Kedubes Rusia Tuduh Ukraina Sebar Disinformasi soal Dokumen Perekrutan 8 WNI

Foto: IG @rusemb_indonesia

Kedubes Rusia Tuduh Ukraina Sebar Disinformasi soal Dokumen Perekrutan 8 WNI

Muhammad Reyhansyah • 4 September 2026 18:52

Jakarta: Kedutaan Besar (Kedubes) Rusia di Jakarta mempersoalkan dokumen yang dipublikasikan Kedubes Ukraina untuk mendukung klaim perekrutan delapan warga negara Indonesia (WNI) ke dalam angkatan bersenjata Rusia.

Dalam keterangan resminya, Jumat, 4 September 2026, Moskow menyebut dokumen berupa salinan visa elektronik dan kartu migrasi tersebut diterbitkan untuk perjalanan wisata. Karena itu, Rusia menilai dokumen tersebut tidak dapat menjadi bukti bahwa para WNI bergabung dengan militer Rusia.

"Salinan e-visa dan kartu migrasi yang diterbitkan untuk perjalanan wisata, yang dipublikasikan Kedutaan Ukraina, tentu saja tidak merupakan bukti bergabungnya seseorang dalam dinas militer," demikian isi pernyataan Kedubes Rusia.

Moskow menyebut publikasi dokumen tersebut sebagai bagian dari kampanye disinformasi yang dilakukan Kedubes Ukraina.

Dalam pernyataan terbarunya, Kedubes Rusia juga melontarkan tudingan balik dengan menyebut Ukraina aktif merekrut warga asing ke dalam formasi militernya. 

Kedubes Rusia menyinggung pernyataan Menteri Pertahanan Ukraina yang menyebut warga asing dapat mengisi 30–50 persen komposisi militer Ukraina dalam jangka panjang. Rusia menuding Kyiv memanfaatkan perwakilan diplomatik dan organisasi yang berafiliasi di luar negeri untuk menjalankan perekrutan tersebut.

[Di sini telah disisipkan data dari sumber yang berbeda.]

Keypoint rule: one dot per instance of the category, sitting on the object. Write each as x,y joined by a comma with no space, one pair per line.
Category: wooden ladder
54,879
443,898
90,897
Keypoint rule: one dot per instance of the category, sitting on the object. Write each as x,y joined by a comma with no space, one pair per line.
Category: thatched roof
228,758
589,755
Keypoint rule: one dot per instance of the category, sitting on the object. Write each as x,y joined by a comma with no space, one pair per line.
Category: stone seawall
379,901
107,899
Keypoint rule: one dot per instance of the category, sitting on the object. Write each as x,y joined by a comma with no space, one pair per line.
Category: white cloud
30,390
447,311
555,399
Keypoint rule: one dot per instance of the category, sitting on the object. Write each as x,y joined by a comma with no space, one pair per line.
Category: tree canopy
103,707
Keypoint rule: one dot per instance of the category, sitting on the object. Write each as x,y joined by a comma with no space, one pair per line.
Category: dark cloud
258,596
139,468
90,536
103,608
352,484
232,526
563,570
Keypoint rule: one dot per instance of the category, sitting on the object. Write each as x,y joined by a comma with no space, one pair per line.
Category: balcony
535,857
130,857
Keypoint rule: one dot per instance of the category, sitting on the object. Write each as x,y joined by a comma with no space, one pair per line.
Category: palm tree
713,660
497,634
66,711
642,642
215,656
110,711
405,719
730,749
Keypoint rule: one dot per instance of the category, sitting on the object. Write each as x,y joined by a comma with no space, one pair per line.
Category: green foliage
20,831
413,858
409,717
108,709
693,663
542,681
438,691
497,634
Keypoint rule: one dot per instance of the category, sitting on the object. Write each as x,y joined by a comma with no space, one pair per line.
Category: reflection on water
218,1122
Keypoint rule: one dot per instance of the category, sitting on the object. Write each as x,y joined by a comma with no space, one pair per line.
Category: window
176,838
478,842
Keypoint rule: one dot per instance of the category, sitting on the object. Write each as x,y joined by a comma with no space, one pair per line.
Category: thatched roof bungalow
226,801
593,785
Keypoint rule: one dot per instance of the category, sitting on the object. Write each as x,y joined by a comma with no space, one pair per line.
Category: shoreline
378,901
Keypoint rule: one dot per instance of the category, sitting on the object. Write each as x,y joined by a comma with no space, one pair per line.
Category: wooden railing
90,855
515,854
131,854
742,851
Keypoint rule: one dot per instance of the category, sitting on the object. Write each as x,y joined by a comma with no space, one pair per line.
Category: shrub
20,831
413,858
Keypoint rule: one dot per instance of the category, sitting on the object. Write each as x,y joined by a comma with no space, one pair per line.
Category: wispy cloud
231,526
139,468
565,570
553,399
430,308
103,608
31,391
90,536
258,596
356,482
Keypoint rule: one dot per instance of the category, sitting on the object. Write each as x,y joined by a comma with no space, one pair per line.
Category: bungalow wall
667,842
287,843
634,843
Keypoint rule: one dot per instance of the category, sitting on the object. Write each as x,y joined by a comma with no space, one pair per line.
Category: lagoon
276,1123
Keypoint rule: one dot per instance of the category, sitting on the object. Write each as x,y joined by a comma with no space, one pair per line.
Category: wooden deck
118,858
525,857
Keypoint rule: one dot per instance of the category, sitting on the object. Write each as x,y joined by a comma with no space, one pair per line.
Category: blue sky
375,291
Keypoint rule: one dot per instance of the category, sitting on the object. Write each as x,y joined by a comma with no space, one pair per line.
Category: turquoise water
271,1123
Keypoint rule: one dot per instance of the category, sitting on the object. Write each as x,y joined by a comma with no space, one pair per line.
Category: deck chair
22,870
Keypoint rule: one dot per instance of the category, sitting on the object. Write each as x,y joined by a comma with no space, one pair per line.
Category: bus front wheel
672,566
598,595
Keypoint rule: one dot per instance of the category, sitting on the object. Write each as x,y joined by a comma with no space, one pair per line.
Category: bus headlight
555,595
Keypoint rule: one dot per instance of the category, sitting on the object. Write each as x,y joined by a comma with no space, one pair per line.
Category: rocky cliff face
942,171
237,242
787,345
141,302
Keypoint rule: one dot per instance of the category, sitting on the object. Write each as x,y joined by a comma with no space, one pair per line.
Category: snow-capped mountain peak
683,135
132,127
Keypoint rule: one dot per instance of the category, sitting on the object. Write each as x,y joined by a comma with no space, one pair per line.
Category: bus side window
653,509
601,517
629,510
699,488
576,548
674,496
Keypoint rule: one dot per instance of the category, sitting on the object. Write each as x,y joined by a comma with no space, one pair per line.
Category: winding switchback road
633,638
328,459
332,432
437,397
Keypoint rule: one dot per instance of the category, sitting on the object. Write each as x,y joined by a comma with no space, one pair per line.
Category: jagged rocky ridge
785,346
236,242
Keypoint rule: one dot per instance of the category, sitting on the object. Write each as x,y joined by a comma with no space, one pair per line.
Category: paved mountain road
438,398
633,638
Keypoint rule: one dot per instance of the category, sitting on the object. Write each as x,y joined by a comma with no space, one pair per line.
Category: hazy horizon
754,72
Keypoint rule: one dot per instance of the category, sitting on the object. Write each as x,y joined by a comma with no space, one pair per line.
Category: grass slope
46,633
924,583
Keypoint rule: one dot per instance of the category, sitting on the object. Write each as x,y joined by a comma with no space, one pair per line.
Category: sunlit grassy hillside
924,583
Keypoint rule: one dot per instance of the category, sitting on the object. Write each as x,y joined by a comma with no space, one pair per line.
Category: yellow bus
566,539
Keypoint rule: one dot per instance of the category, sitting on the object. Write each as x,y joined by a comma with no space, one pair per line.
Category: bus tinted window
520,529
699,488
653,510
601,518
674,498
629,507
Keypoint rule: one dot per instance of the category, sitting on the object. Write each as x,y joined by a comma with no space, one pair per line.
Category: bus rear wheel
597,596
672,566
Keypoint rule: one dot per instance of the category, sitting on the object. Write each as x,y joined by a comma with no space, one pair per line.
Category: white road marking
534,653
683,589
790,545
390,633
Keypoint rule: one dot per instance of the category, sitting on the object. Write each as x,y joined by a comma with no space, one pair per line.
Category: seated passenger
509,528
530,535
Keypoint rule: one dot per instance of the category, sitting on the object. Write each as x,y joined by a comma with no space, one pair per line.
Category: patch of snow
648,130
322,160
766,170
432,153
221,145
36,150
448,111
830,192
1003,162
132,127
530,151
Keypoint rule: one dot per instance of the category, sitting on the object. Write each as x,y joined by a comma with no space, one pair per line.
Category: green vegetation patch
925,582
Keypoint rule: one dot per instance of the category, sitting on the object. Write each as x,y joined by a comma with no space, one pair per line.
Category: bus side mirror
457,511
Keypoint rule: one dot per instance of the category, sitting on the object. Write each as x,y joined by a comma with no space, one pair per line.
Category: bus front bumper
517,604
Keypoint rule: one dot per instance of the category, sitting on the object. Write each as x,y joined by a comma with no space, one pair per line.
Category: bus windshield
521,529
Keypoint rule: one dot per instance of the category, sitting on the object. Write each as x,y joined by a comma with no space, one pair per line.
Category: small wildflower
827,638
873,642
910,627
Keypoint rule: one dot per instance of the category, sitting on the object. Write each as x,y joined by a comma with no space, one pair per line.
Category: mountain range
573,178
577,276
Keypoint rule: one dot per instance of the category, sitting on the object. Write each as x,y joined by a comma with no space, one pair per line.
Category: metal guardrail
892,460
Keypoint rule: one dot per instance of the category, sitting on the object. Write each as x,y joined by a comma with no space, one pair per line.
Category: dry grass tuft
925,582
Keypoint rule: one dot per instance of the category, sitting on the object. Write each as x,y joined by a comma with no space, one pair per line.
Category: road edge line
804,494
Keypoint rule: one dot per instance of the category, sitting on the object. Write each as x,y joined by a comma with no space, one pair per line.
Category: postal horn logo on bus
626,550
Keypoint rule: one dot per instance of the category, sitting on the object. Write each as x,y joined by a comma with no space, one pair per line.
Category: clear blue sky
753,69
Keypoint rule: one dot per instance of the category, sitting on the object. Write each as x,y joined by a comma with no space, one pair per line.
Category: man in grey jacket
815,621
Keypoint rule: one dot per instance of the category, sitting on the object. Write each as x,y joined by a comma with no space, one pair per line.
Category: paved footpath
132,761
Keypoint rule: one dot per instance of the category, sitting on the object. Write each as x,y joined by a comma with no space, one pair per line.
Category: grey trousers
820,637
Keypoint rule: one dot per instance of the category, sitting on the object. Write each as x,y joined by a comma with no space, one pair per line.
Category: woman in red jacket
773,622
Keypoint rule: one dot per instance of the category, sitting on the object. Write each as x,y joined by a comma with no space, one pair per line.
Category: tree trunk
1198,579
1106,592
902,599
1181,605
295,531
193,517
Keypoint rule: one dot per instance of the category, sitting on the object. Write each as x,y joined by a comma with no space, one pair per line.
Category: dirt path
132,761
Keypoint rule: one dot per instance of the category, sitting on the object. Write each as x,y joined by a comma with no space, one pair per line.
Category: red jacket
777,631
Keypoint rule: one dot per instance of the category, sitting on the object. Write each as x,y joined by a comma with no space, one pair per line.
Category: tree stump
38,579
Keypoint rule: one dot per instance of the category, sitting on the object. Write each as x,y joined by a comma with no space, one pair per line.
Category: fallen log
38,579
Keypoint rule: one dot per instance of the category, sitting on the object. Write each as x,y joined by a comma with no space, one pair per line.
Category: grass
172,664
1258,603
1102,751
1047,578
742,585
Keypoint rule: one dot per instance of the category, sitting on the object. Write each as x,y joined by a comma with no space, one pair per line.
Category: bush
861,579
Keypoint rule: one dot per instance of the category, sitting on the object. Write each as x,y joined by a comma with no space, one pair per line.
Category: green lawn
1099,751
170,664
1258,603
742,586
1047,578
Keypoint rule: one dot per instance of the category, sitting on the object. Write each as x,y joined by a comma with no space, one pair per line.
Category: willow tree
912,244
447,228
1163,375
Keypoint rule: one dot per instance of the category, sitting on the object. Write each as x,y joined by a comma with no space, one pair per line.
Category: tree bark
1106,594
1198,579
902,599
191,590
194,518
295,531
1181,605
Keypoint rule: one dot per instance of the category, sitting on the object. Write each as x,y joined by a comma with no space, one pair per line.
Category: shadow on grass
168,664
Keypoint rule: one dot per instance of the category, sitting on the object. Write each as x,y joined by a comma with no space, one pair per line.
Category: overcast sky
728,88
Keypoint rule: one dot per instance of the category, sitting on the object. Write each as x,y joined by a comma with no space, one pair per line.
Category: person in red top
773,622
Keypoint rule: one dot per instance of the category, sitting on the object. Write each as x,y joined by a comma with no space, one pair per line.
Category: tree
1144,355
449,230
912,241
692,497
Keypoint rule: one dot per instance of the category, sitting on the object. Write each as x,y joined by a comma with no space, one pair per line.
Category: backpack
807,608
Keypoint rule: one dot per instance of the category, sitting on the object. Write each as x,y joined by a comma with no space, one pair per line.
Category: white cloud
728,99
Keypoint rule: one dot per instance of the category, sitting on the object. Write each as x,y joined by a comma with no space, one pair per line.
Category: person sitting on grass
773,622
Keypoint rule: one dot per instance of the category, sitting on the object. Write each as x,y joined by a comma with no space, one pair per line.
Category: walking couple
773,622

Selain itu, Rusia menuduh Ukraina melakukan penyiksaan dan perlakuan buruk terhadap tawanan perang. Moskow menyebut kesaksian para tawanan yang dipulangkan melalui pertukaran sebagai dasar tudingan tersebut.

Di bagian akhir pernyataannya, Moskow mengaitkan pernyataan Kedubes Ukraina dengan kunjungan Presiden Prabowo Subianto ke Vladivostok untuk menghadiri Eastern Economic Forum (EEF) ke-11.

Kedubes Rusia menilai pernyataan Ukraina sengaja dikeluarkan bertepatan dengan kunjungan tersebut dan bertujuan mengganggu hubungan Rusia-Indonesia.

"Sangat jelas bahwa kampanye disinformasi anti-Rusia yang dilakukan oleh Kedutaan Besar Ukraina sengaja diatur agar bersamaan dengan partisipasi Presiden Indonesia Prabowo Subianto dalam Forum Ekonomi Timur XI di Vladivostok, dengan tujuan untuk merusak hubungan Rusia-Indonesia," lanjut pernyataan tersebut.

Polemik Perekrutan WNI di Rusia

Polemik mengenai delapan WNI sebelumnya mencuat setelah Dinas Intelijen Luar Negeri Ukraina (FISU) pada 27 Agustus mengklaim memperoleh dokumen mengenai perekrutan warga Indonesia ke dalam militer Rusia. 

Ukraina menyebut para WNI tersebut ditarik dengan tawaran bayaran tinggi, pekerjaan non-tempur, percepatan kewarganegaraan Rusia, hingga tunjangan sosial.

Informasi tersebut kemudian ditindaklanjuti Pemerintah Indonesia. 

Kementerian Luar Negeri (Kemlu) menyatakan masih memverifikasi identitas, status kewarganegaraan, proses perekrutan, serta bentuk keterlibatan para WNI yang disebut dalam laporan Ukraina. 

"Informasi mengenai identitas, status kewarganegaraan, proses perekrutan, serta bentuk keterlibatan individu yang disebutkan masih perlu dipastikan lebih lanjut," kata Juru Bicara I Kemlu RI Yvonne Mewengkang, dalam keterangan tertulis kepada awak media.

Pemerintah juga mendalami kemungkinan adanya unsur penipuan atau eksploitasi.